Elle réprima un rire triste. Il venait de décrire sa vie en une simple phrase.
– Ajoutez à cela que je suis très riche. J'ignore ce que je possède. Je m'étonne parfois de recevoir le cens8sur une mienne terre de Toscane ou de Catalogne. Que ferais-je de votre argent ?
Un regard d'un bleu presque violet, dévasté, se leva vers lui.
– Que voulez-vous donc en contrepartie de votre… aide, secours ?
Il baissa les yeux, caressa son verre de l'index et déclara d'un ton étonné :
– Vous, bien sûr. Quoi d'autre ?
– S'agit-il de… Cela ne m'effarouche pas… je…
– Permettez que je vous arrête à l'instant, madame, avant que des propositions qui vous blesseront ensuite l'honneur – même si l'amour fut leur inspiration – ne sortent de votre bouche. Non, il ne s'agit pas d'une coucherie, ni même d'une liaison. Nous sommes, tous deux, bien au-delà de tout cela. Il s'agit d'un… comment dire… d'un accompagnement à jamais, même dans ces endroits que je fréquente parfois et qui sont par-delà l'effroi. Le prix vous paraît-il soudain trop élevé ?
– Aucun prix ne me rebute si… j'obtiens la contrepartie dont nous avons discuté.
– Vous l'aurez. (Il plissa la bouche, semblant hésiter.) M'aimerez-vous ?
– Le faut-il ?
– Nulle obligation. Disons que… votre amour me bercerait de l'illusion que tout… ceci avait quand même une utilité.

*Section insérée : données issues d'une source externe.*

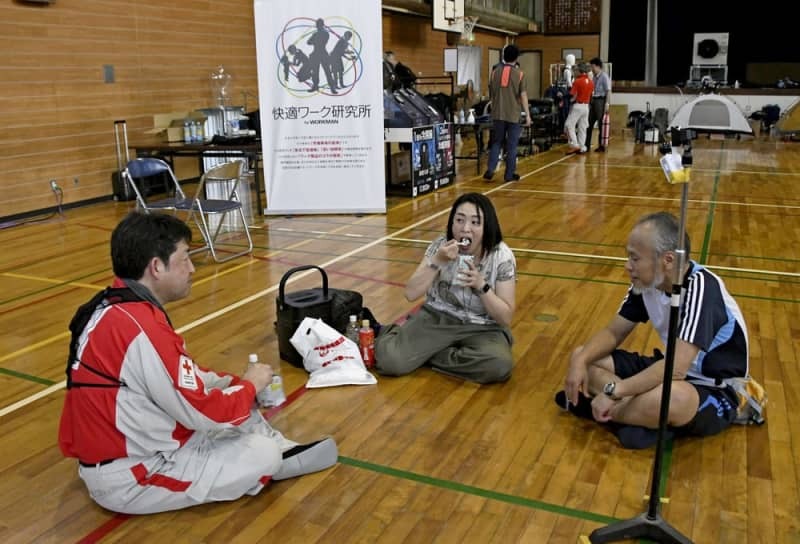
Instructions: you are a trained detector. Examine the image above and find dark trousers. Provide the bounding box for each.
[486,120,522,180]
[586,96,606,148]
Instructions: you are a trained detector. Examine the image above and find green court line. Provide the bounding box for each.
[337,455,621,525]
[0,367,56,386]
[698,143,725,264]
[658,436,675,502]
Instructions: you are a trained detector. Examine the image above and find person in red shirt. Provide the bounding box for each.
[59,212,337,514]
[564,63,594,154]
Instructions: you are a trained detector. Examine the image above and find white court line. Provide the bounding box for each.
[501,188,800,210]
[580,162,800,177]
[0,154,569,418]
[390,237,800,278]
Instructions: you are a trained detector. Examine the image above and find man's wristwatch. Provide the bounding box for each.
[603,381,621,400]
[427,259,441,271]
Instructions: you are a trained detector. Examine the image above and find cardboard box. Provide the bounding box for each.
[390,151,411,183]
[608,104,628,135]
[748,119,762,138]
[146,111,207,142]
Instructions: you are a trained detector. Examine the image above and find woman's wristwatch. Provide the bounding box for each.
[474,282,491,295]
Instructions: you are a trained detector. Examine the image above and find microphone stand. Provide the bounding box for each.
[590,129,694,544]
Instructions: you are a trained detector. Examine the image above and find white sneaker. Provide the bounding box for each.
[273,437,338,480]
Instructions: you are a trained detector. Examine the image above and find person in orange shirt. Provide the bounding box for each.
[564,63,594,154]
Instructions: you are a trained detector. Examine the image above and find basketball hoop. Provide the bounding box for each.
[459,16,479,44]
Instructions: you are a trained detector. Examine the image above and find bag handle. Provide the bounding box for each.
[277,265,328,308]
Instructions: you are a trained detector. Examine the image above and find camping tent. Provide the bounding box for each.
[670,94,752,134]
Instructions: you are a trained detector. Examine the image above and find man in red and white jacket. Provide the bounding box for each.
[564,63,594,154]
[58,212,337,514]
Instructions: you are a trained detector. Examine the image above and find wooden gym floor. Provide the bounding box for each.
[1,134,799,543]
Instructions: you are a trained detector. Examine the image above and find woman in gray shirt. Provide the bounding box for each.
[374,193,516,384]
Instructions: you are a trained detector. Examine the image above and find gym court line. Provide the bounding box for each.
[0,156,561,419]
[0,157,742,540]
[3,229,797,400]
[70,148,790,541]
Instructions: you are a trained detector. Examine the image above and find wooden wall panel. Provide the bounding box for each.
[0,0,260,218]
[381,11,508,98]
[0,1,583,218]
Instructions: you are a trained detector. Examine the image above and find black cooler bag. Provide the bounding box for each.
[275,265,363,368]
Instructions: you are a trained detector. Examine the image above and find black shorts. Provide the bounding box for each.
[611,349,738,436]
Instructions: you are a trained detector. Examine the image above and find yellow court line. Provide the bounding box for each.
[0,155,569,418]
[0,332,69,366]
[191,258,256,287]
[2,272,100,290]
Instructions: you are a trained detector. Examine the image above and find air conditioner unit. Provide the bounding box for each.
[693,33,729,65]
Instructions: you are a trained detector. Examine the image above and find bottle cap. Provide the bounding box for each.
[362,319,370,328]
[248,353,258,364]
[350,315,357,322]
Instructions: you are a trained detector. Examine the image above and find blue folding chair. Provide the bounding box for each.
[123,158,253,262]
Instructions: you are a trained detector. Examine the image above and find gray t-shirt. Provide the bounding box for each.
[423,235,516,324]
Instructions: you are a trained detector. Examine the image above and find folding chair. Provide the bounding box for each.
[190,159,253,262]
[122,158,253,262]
[123,157,193,213]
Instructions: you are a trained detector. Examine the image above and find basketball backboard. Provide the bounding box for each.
[432,0,465,33]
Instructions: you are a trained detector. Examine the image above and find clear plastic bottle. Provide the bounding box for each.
[196,120,205,142]
[189,120,198,143]
[345,314,360,345]
[250,353,270,406]
[249,353,286,407]
[183,120,192,144]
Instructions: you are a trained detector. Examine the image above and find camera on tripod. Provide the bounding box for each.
[660,127,696,155]
[670,127,695,146]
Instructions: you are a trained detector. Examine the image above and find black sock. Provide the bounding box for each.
[613,425,672,449]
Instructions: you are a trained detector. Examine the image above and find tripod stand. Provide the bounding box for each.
[590,128,695,544]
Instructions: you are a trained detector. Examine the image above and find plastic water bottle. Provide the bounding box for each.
[189,121,198,143]
[358,320,375,369]
[183,120,192,144]
[452,254,474,286]
[249,353,286,407]
[345,315,360,345]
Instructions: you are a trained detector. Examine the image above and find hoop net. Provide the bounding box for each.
[459,16,479,44]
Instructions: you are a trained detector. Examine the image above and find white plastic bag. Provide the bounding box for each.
[289,317,377,388]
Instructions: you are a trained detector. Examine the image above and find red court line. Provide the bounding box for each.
[73,296,415,542]
[269,256,406,288]
[263,384,309,419]
[75,513,131,544]
[72,384,307,543]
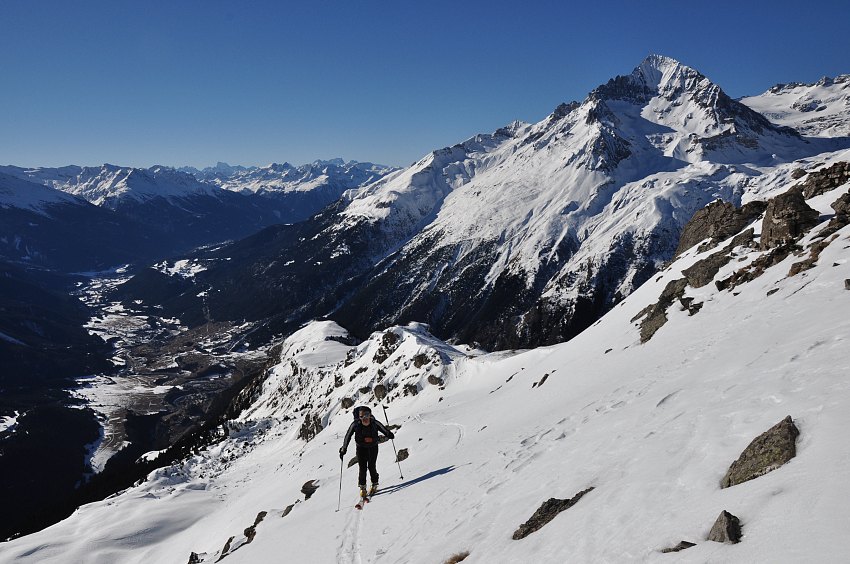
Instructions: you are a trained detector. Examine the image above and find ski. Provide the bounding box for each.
[355,496,370,510]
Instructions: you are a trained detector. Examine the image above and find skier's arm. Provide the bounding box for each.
[341,421,356,455]
[374,419,394,439]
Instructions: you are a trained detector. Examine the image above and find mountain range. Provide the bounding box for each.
[3,104,848,560]
[111,55,850,350]
[1,54,849,557]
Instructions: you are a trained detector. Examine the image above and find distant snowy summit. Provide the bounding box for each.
[2,159,395,209]
[183,159,396,196]
[741,74,850,137]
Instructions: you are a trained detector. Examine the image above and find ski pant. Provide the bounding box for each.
[356,445,379,486]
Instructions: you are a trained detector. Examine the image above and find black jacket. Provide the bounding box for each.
[343,418,394,450]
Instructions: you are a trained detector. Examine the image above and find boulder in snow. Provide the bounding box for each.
[721,415,799,488]
[660,540,696,553]
[707,510,742,544]
[512,487,594,540]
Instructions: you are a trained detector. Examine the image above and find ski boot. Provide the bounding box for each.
[369,483,379,496]
[359,485,368,499]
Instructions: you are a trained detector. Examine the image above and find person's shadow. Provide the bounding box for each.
[373,465,462,496]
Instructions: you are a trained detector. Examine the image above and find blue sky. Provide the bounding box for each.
[2,0,848,169]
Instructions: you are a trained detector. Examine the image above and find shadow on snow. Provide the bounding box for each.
[374,465,460,496]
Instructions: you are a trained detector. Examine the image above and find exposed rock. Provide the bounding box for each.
[707,510,742,544]
[253,511,268,526]
[396,448,409,462]
[297,413,323,442]
[798,161,850,198]
[512,487,594,540]
[413,353,431,368]
[638,278,688,342]
[660,540,696,553]
[443,550,471,564]
[374,384,387,400]
[243,524,257,544]
[721,415,799,488]
[301,480,319,500]
[188,552,201,564]
[427,375,444,386]
[683,251,733,288]
[846,279,850,290]
[675,200,766,258]
[341,397,354,409]
[373,331,401,364]
[760,188,820,250]
[404,383,419,396]
[790,168,807,180]
[788,237,833,276]
[358,385,372,394]
[282,503,296,517]
[347,456,358,468]
[832,189,850,217]
[218,536,235,561]
[717,243,795,291]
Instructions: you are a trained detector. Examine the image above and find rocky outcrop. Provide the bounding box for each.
[297,413,323,442]
[427,375,444,386]
[374,384,387,400]
[833,189,850,217]
[660,540,696,553]
[675,200,766,257]
[301,480,319,500]
[707,510,742,544]
[682,229,755,288]
[636,278,688,343]
[373,331,400,364]
[798,161,850,198]
[760,189,820,250]
[396,448,409,462]
[511,487,594,540]
[721,415,799,488]
[341,397,354,409]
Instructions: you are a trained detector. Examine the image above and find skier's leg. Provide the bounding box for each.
[356,446,367,488]
[368,447,379,485]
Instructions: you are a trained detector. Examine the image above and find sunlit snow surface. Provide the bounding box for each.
[4,204,850,562]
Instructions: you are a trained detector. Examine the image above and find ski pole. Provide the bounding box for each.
[336,457,343,512]
[380,404,404,479]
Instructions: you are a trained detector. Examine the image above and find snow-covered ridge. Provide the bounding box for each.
[0,171,85,214]
[187,159,395,195]
[741,74,850,137]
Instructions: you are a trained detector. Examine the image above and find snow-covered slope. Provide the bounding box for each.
[741,75,850,137]
[0,171,85,213]
[5,167,849,563]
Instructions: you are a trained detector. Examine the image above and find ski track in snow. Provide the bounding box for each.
[338,505,363,564]
[413,414,465,447]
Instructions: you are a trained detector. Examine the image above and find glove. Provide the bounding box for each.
[339,447,346,459]
[387,432,395,440]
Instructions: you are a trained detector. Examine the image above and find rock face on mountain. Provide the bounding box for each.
[674,200,766,257]
[721,415,799,488]
[798,161,850,198]
[760,189,820,250]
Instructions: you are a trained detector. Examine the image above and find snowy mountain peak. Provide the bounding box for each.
[742,74,850,137]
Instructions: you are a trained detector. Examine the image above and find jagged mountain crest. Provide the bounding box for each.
[114,56,850,350]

Les jolis sourcils cuivrés s'arquèrent. Elle demanda :
– En douteriez-vous ?
– Tant de temps. Une enfilade d'années qui ne m'a toujours pas fait entrevoir les réponses aux deux questions qui me hantent. Suis-je véritablement maudit ? Attend-on quelque chose de moi ? En d'autres termes, cette interminable attente est-elle une récompense ou une impitoyable punition ?
– L'immortalité vous pèserait-elle déjà, monsieur ?
– Il ne s'agit pas d'immortalité, plutôt d'une mort suspendue.
– Je m'en contenterai, répondit-elle d'une voix à peine audible.
– Avez-vous bien pesé le pour et le contre, madame ?
– Un poids, monsieur. Il n'existe qu'un poids sur les plateaux de la bilance9. Celui de la vie de ma fille Aude.
Le violet de son regard changea, devenant presque liquide.
Sans qu'elle sache comment, sans qu'elle se souvienne du moindre geste, il était à ses côtés, un genou à terre. Il prit l'une de ses mains entre les siennes, la considéra avant de déposer un lent baiser au creux de sa paume. Elle remarqua alors la gravure entaillée sur l'onyx de sa bague : un serpent enroulé, qui se mordait la queue. Il murmura contre sa peau :
– Jeanne… Nommez-moi Arnaud.
Elle baissa la tête vers Arnaud Amalric et déposa un baiser léger sur ses cheveux noirs.
1 Capuche doublée de fourrure.
2 Longue cape.
3 Sorte de pourpoint lacé sur le côté.
4 Culotte faisant office de pantalon, plus ou moins ajustée, portée par les hommes.
5 Agrafe, boucle qui ferme les vêtements, voire les livres. Fermoir.
6 Chaises, parfois fauteuils.
7 Au sens de société laïque.
8 Redevance payée au seigneur.
9 Du latin bilancia, de bi : « deux », et de lanx : « plateau ». Nous en avons conservé le mot « bilan ».